SAYFALAR

16 Ekim 2012 Salı

Bir Silivri Tutuklusu, F.Hilmioğlu ve Evlat Acısı


Türkiye’de yaşamak böyle bir şey, elinizin kolunuzun bağlandığı bir durumda, küt diye oğlunuzu trafik kazasında kaybettiğinizi öğreniyorsunuz.. İnönü Üniversitesi’nin başarılı eski rektörü Fatih Hilmioğlu’na baş sağlığı ve sabırlar diliyorum! 21 yaşındaki oğlu Emir, ülkenin trafik katliamına kurban oldu!
Kimse için durup dururken “başarılı” demem, hele hele üniversite rektörlerine! En başarılı olanın bile, dünya ile kıyaslandığında zavallı durumdaki üniversitesi için yapması gereken tonlarca iş vardır çünkü! O yolda hızla koşanlardan biriydi Hilmioğlu!
Rektörlüğü zamanında İnönü Üniversitesinden öğrenciler davet etmişti bir konuşma için. Atatürk ve Bilim üzerine tartışmıştık. Fatih bey de lütfedip gelmişti dinlemeye. Sohbet etmiştik, üniversiteyi gezdirmişti, kütüphaneyi, merkez laboratuvarını.. Eşraf ve dini derneklerin kıskaç altına aldığı Malatya’da İnönü Üniversitesi’nin yıldızını parlatmıştı..
***
Şimdi Silivri tutsakları arasında. 3,5 yıldır! Suçunu sormayın, onlar için “suçun ne” demek bile ayıpların en büyüğüdür! Siyasi tutuklamaların suçu yoktur, olamaz; hukuk yoktur burada, sadece intikam duygusu vardır; işte bunu sorabilirsiniz: İntikam tutuklamasının nedeni nedir?
Bahanesi, 2007’de yaptığı konuşma! Bahanesi dedim, çünkü 2007’de yaptığı konuşmadan dolayı 2 yıl sonra tutuklanıyor! VE bundan 4 ay sonra da konuşmadan kulaktan dolma sözleri yarım yamalak iddianameye koyuyor malum savcılar! Konuşmanın tam metnini mahkeme, tutuklamadan 2 yıl sonra emniyetten istiyor!
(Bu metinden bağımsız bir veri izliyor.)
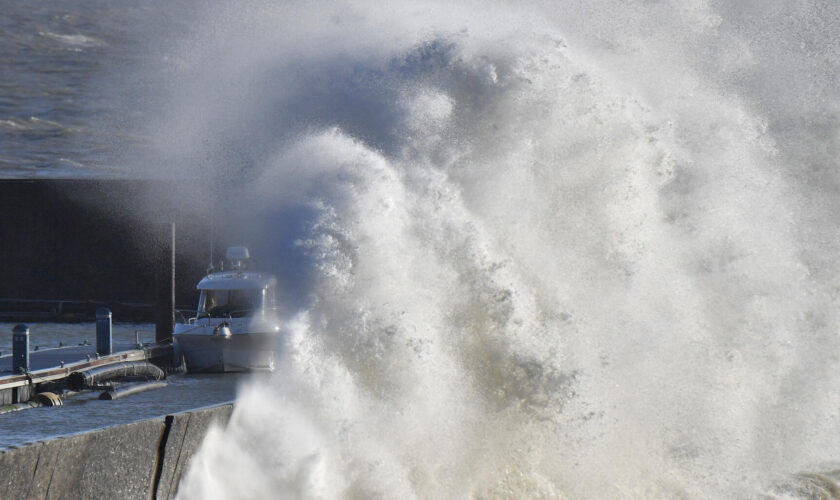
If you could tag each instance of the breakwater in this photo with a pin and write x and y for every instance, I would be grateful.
(72, 246)
(144, 459)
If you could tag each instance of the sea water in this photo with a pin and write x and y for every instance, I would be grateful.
(558, 250)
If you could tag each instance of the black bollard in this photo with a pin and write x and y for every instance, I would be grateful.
(20, 348)
(104, 342)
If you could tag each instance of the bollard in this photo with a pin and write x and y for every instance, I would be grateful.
(20, 349)
(104, 344)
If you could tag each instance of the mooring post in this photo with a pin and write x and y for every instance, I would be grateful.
(165, 278)
(104, 343)
(20, 348)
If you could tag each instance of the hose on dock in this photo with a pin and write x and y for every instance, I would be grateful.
(129, 389)
(127, 369)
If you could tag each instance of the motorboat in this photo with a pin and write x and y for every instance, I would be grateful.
(235, 327)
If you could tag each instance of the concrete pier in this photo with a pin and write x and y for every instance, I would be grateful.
(143, 459)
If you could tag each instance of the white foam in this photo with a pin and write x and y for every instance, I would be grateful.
(555, 251)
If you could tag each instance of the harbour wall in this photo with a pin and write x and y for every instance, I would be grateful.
(70, 246)
(144, 459)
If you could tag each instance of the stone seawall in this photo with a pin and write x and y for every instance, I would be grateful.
(138, 460)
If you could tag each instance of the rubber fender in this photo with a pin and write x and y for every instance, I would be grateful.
(127, 369)
(48, 399)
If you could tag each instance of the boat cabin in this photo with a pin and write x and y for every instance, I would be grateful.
(235, 294)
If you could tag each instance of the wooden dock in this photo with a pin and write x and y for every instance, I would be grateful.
(50, 367)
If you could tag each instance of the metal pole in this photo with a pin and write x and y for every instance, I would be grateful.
(165, 278)
(104, 342)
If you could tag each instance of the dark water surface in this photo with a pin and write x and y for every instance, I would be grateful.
(65, 107)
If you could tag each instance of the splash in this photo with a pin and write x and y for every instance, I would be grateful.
(550, 252)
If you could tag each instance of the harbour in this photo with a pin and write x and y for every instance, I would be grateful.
(85, 412)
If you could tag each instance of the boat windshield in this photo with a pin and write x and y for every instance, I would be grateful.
(230, 303)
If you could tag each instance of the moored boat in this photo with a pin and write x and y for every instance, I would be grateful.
(235, 327)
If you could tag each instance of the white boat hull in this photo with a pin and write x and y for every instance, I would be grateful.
(235, 353)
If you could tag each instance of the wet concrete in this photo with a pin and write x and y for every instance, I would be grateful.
(144, 459)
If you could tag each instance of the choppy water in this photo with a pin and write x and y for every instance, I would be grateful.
(560, 249)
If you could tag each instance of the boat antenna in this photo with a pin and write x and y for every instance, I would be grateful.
(212, 233)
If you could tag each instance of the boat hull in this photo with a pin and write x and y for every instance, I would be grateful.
(239, 352)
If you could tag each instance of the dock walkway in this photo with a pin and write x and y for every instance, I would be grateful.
(54, 365)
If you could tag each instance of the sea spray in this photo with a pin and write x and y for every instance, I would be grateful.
(554, 251)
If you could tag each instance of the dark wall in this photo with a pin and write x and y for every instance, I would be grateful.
(92, 240)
Mahkeme, ellerine ulaştıktan bir yıl sonra konuşma CD’sinin metne aktarılması kararını veriyor!
Mahkemeyi “bu adam ne dedi de tutukladık” konusu hiç mi hiç ilgilendirmiyor. Dosyaya giren konuşma metnini bile okuduklarına inanasım gelmiyor! Hakkında verilen emir Tutuklana! idi! 
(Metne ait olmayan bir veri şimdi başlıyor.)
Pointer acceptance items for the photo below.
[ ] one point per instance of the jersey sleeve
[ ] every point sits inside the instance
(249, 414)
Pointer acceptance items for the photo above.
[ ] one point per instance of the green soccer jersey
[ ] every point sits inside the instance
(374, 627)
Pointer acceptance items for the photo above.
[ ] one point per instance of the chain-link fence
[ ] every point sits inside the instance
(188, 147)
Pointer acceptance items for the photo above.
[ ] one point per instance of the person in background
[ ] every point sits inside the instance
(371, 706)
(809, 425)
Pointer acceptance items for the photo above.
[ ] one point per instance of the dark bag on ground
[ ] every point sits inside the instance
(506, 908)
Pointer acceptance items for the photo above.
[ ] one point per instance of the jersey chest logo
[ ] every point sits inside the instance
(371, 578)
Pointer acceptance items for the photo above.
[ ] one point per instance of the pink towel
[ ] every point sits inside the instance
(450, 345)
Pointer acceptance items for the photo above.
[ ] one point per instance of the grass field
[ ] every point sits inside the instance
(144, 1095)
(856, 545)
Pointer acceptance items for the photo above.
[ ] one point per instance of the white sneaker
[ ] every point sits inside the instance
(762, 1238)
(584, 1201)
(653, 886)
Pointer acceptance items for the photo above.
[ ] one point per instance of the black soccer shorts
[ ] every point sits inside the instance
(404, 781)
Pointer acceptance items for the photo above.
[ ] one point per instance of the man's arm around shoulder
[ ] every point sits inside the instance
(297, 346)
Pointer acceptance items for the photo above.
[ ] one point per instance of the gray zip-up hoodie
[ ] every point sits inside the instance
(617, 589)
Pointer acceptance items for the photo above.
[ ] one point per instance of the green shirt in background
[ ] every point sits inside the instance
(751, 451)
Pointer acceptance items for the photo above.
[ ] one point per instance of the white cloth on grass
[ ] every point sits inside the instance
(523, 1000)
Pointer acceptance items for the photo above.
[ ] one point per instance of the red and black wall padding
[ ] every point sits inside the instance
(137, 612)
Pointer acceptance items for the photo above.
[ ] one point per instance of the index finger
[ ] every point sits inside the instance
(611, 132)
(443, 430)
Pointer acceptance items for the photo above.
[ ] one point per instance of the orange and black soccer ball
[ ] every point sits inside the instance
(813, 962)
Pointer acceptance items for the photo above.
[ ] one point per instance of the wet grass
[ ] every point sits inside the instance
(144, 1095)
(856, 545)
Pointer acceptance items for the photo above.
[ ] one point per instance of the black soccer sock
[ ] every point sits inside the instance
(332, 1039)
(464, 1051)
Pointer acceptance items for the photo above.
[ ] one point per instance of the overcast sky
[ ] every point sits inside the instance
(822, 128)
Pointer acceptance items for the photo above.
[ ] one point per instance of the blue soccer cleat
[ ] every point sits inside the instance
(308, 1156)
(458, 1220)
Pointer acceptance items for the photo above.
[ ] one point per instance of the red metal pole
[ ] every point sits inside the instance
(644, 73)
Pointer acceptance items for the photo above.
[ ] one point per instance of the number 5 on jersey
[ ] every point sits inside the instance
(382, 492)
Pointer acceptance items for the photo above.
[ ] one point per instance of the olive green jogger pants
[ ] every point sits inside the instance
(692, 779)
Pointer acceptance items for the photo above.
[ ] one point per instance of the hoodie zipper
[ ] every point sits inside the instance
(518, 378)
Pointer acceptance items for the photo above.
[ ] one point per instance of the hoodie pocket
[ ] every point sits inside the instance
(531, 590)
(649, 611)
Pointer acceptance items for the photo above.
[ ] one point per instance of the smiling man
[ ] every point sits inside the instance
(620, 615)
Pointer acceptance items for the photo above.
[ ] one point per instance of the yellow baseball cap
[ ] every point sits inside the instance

2007 konuşmasında iktidarın erken seçime gitmesini öneriyor, değil yüzde 34 ile yüzde 95 ile iktidara gelse bile, Cumhuriyetin kuruluş felsefesine uymayan iktidarda kalamaz diyordu..  Birileri diyebilir ki, biraz aşırı kaçmış. Ama Malatyalı avukatlar o tarihte savcılığa suç duyurusunda bulunmuş, savcı da bu konuşma konusunda YÖK’ün karar verebileceğini belirtmiş, YÖK soruşturma açmamış..
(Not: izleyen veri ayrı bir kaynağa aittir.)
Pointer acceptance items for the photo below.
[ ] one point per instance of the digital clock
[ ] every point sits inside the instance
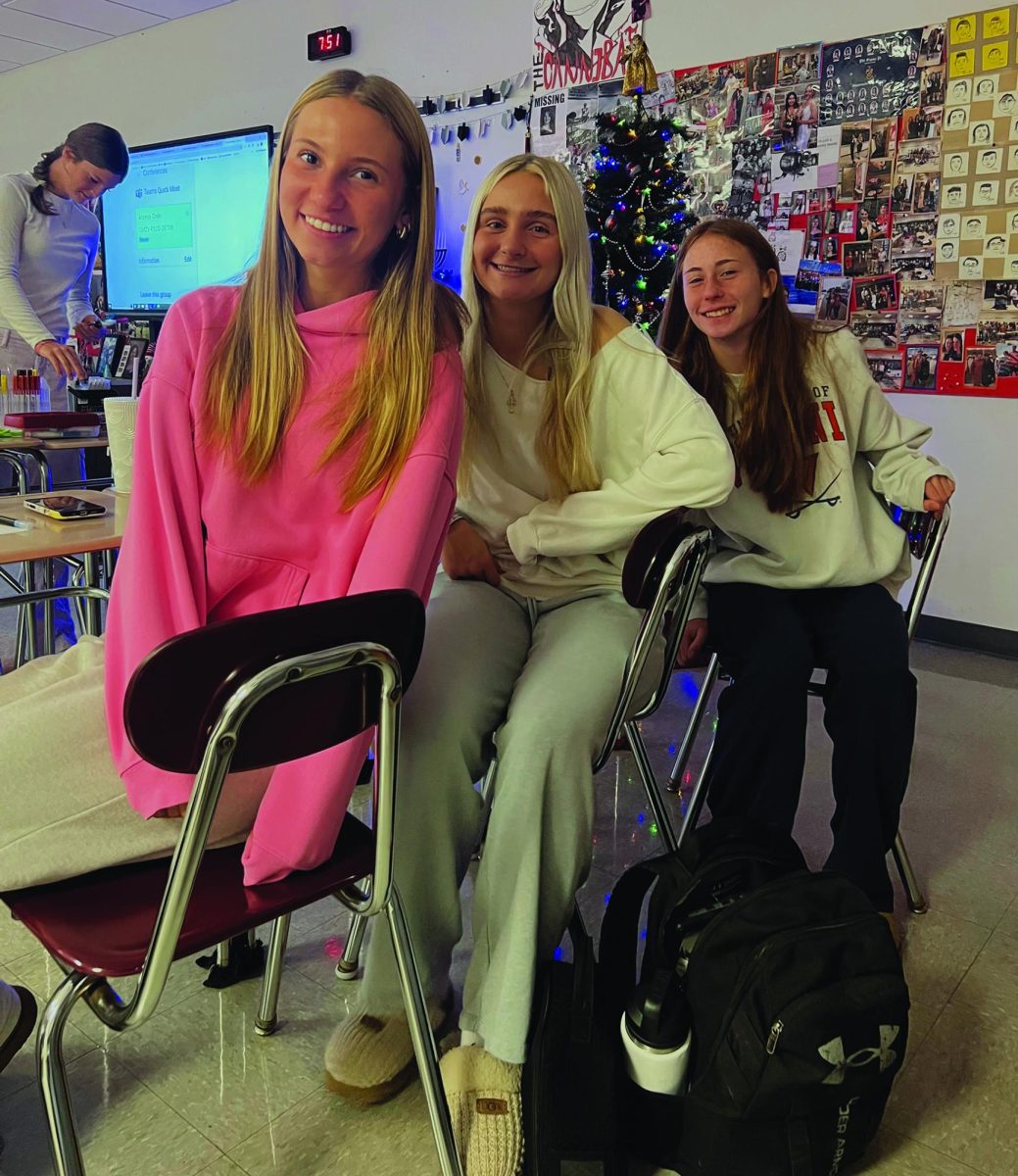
(328, 42)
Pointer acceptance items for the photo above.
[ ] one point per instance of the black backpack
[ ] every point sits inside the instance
(570, 1077)
(799, 1004)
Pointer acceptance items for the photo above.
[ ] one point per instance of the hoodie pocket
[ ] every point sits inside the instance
(240, 585)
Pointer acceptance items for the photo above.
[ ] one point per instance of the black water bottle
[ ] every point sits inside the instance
(656, 1034)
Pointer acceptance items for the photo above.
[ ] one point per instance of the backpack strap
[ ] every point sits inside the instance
(619, 928)
(581, 1014)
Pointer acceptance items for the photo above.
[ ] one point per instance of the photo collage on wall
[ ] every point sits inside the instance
(883, 171)
(977, 228)
(843, 154)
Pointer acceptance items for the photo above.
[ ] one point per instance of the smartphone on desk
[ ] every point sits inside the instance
(65, 507)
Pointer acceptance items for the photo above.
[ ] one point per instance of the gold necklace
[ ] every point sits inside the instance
(510, 400)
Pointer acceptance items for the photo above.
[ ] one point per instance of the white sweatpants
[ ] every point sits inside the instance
(546, 675)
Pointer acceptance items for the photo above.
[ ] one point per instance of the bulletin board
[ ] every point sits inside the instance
(883, 170)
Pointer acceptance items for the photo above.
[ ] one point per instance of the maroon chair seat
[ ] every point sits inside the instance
(254, 692)
(101, 923)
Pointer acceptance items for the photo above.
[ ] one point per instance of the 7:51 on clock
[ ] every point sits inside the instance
(329, 42)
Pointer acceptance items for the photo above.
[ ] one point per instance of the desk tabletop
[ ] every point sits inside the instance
(52, 444)
(46, 538)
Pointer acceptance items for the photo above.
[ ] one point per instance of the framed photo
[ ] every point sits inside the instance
(951, 351)
(108, 356)
(888, 369)
(984, 193)
(921, 368)
(981, 368)
(833, 303)
(963, 29)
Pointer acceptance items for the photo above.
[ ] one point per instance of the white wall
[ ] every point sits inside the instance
(243, 64)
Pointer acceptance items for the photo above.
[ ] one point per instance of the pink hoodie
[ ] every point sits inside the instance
(201, 546)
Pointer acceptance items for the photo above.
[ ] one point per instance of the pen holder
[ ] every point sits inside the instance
(121, 420)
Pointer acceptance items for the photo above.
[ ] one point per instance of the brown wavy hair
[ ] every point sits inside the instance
(101, 146)
(777, 430)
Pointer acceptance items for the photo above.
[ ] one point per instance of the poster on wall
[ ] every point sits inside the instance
(460, 168)
(578, 44)
(548, 122)
(871, 76)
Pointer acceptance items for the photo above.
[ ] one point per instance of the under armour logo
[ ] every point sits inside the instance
(835, 1053)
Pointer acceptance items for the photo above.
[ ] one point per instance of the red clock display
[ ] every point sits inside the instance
(328, 42)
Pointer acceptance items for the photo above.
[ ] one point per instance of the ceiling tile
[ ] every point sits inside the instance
(24, 53)
(24, 26)
(99, 16)
(172, 9)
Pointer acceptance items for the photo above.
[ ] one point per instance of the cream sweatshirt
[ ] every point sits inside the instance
(841, 534)
(654, 444)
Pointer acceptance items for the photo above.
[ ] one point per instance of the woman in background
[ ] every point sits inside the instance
(48, 240)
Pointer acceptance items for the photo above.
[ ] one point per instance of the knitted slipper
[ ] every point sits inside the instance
(486, 1109)
(23, 1027)
(370, 1058)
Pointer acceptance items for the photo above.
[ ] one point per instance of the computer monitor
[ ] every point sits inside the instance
(188, 215)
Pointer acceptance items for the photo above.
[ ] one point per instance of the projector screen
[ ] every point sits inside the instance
(188, 215)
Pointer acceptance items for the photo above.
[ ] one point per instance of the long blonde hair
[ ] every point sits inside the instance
(258, 369)
(565, 336)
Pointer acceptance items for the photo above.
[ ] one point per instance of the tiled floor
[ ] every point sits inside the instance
(195, 1091)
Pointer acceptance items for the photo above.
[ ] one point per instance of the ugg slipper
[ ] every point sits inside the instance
(369, 1058)
(483, 1097)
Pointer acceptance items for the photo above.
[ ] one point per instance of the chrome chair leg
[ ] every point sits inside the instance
(64, 1144)
(694, 724)
(348, 965)
(913, 892)
(696, 800)
(266, 1022)
(654, 797)
(424, 1048)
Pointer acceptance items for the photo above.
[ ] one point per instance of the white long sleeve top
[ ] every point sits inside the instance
(840, 534)
(654, 444)
(45, 263)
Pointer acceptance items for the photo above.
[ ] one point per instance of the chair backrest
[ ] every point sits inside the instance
(659, 576)
(925, 540)
(647, 560)
(176, 694)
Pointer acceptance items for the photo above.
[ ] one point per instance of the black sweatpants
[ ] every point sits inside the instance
(770, 640)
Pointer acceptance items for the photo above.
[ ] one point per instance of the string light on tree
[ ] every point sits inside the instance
(636, 211)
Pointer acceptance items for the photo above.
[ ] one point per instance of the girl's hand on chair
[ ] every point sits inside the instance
(937, 494)
(466, 557)
(693, 641)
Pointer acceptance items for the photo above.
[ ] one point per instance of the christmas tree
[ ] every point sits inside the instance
(635, 199)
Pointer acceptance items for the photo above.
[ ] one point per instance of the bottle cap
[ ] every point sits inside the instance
(657, 1014)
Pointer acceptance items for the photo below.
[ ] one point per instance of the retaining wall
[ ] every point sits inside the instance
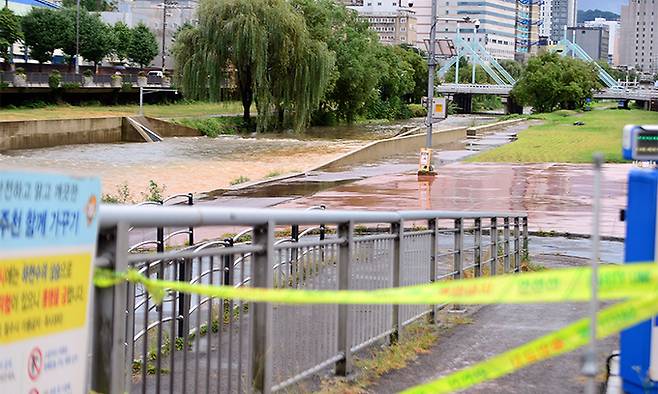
(30, 134)
(44, 133)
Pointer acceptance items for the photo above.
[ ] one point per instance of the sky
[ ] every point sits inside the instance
(606, 5)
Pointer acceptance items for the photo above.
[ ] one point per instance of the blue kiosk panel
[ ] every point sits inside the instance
(640, 245)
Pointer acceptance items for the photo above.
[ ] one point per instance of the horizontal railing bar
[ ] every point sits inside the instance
(220, 251)
(420, 215)
(305, 244)
(145, 216)
(375, 237)
(446, 275)
(419, 232)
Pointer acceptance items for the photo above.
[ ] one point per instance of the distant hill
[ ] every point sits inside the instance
(606, 5)
(590, 15)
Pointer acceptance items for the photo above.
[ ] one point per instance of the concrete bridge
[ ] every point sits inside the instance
(462, 95)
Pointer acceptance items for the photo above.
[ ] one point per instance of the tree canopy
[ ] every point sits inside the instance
(10, 32)
(44, 30)
(143, 46)
(551, 81)
(277, 62)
Ama konuşma 5 yıl sonra Hilmioğlu’nu “Ergenekon Terör Örgütü” üyesi yapmaya yetti: Sözde ETÖ, Hilmioğlu’na böyle bir konuşma yapki kaos yaratılsın falan demiş! Kim, ne zaman demiş, örgüt üyeliğine belge ve bilgi ile şiddet unsuru neredeymiş.. Şüphesiz bunların hiç biri mahkemeyi, tıpkı savcı gibi, hiç ilgilendirmiyor. Mesele hukuk ve yasa değil çünkü!
***


Aslında, bu konuşma bile bahanenin de bahanesi!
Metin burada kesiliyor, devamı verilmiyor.